Pour retrouver leur père, les enfants d’El Hadj Doura ont versé aux ravisseurs 100 000 dollars américains. Une somme qu’El Hadj Mamadou, un des présumés cerveaux du rapt, a confiée à Idrissa Diallo. La partie civile accuse ce dernier d’avoir détourné l’argent. Idrissa Diallo reconnait avoir chipoté « un peu » dans cette somme, mais jure ne pas connaître la provenance : « On a travaillé ensemble de 2009 à 2014, on est restés de bons amis. Le 10 décembre 2017, il m’a dit d’aller prendre quelque chose pour lui chez Kahn (Thierno Mamoudou, un autre accusé, ndlr). Ce dernier m’a remis 50 000 dollars ; le 15 décembre, il m’a encore remis 49 000 dollars. Il était question qu’El Hadj vienne déposer son argent à la banque. Il n’est pas allé, il ne prenait plus le téléphone ». Idrissa Diallo confie alors l’argent à deux cambistes, s’envole pour Dakar, puis se rend dans son village à Popodra. El Hadj Mamadou le recherche et le retrouve chez lui : « J’étais surpris de le voir chez moi. Il me dit que ses amis étaient à ses trousses à cause de l’argent-là. Je lui réponds que l’argent était à Conakry. Il me demande de trouver le moyen de le lui ramener à Labé. Je me suis débrouillé à lui rendre 80 000 dollars. Et 10 000 dollars devant le colonel Rahim, quand j’ai été interpellé». Sur les 10 000 autres dollars, l’accusé ne donne pas une explication claire : « Je ne peux pas dire exactement ce qui s’est passé, parce que ça fait longtemps, mais je sais que j’ai effectué des dépenses pour lui. J’ai donné 10 millions à son avocat, je lui faisais à chaque fois la monnaie. J’avais tout noté, le cahier est avec colonel Rahim». L’avocat de la partie civile l’accuse de s’être acheté une moto avec l’argent de la rançon : « Je ne m’en souviens pas, mais je ne peux pas nier que j’ai utilisé une partie de l’argent».
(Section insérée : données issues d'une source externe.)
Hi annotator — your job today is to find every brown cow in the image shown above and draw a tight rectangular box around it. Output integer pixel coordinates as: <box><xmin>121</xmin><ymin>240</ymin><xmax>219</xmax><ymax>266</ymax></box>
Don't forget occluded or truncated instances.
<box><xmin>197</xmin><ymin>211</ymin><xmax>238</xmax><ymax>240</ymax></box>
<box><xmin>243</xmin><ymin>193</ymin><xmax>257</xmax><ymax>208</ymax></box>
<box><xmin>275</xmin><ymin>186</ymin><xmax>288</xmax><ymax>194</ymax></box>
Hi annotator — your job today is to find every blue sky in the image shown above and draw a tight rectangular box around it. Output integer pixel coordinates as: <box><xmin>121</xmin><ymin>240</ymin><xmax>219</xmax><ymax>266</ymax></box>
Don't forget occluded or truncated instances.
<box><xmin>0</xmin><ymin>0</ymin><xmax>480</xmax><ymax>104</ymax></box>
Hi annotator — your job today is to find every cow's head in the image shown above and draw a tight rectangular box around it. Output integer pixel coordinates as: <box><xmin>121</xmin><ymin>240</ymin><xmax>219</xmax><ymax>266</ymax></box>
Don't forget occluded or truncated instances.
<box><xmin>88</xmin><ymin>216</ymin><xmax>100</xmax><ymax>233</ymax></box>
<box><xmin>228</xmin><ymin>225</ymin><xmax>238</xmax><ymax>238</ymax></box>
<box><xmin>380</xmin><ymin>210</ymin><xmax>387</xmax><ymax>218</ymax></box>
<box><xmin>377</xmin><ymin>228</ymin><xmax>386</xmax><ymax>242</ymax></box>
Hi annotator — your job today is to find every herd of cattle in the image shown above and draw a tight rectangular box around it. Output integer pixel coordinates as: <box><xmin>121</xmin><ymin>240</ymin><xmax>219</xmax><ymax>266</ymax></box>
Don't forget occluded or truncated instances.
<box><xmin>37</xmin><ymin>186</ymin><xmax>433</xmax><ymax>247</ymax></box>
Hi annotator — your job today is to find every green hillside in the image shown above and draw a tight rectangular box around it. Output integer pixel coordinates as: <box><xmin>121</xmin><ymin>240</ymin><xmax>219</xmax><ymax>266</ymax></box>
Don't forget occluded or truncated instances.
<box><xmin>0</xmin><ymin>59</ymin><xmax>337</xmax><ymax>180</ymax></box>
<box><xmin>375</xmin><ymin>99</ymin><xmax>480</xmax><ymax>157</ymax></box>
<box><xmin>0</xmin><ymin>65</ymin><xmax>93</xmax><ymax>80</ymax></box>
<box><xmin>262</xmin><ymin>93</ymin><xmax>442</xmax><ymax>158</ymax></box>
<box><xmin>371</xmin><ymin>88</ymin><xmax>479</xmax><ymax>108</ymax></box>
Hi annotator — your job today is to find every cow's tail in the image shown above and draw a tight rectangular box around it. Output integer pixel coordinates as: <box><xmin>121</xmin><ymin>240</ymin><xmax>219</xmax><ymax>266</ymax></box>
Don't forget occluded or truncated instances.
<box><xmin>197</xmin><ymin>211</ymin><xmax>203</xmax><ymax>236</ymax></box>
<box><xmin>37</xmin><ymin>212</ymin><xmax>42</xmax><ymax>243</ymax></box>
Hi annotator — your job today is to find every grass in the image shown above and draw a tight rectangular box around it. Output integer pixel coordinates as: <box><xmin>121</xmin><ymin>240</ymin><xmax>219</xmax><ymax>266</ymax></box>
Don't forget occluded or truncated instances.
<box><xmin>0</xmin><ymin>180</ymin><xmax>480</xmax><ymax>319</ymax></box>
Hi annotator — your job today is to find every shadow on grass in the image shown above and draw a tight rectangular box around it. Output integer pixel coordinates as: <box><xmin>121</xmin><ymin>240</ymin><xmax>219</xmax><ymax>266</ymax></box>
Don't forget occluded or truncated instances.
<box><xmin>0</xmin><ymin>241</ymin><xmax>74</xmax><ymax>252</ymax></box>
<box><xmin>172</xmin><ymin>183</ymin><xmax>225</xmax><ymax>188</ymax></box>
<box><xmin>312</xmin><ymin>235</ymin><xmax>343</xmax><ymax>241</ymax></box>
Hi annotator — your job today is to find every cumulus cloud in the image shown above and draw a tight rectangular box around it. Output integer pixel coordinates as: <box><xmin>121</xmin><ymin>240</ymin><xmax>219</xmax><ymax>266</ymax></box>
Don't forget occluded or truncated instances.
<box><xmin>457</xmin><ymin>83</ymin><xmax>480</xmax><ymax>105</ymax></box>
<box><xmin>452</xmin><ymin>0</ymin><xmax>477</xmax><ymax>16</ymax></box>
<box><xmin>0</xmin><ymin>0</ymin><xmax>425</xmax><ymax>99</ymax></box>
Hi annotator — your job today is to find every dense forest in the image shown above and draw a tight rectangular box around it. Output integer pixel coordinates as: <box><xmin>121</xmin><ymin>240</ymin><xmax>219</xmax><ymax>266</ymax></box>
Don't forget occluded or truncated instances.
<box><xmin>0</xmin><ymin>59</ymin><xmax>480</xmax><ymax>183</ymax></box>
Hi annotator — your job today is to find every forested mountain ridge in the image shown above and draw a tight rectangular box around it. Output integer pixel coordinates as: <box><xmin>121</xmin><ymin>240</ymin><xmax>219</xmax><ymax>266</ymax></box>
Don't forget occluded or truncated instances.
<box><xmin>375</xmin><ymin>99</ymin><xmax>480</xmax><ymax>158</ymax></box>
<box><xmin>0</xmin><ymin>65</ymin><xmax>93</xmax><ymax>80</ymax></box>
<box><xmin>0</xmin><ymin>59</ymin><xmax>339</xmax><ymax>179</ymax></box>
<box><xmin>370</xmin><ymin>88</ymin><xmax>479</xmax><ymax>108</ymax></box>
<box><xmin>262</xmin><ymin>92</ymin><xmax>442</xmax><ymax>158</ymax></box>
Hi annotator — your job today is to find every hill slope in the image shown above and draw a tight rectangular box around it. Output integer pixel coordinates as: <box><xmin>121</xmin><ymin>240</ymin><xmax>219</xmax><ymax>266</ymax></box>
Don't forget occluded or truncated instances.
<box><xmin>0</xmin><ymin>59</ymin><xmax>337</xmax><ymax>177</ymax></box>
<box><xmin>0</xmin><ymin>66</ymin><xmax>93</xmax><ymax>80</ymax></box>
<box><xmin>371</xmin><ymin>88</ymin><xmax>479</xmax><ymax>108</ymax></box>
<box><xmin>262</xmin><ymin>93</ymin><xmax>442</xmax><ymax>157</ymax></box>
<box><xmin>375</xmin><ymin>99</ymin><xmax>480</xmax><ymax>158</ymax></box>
« Ils nous ont demandé un million de dollars»

A ce stade de la procédure, tous les accusés ont fait leurs dépositions, à l’exception de Thierno Ciré alias Kams. Cet accusé serait bien à la Maison centrale de Coronthie, mais pour une autre affaire. Il serait non détenu dans l’affaire El Hadj Doura. L’avocat de la partie civile, qui le prend pour un des cerveaux de cette affaire, n’a de cesse de réclamer sa présence au procès, mais il n’a jamais été extrait depuis la reprise des audiences. Le juge Amadou Sy a donc décidé de faire comparaitre le plaignant, en attendant de tirer l’affaire au clair.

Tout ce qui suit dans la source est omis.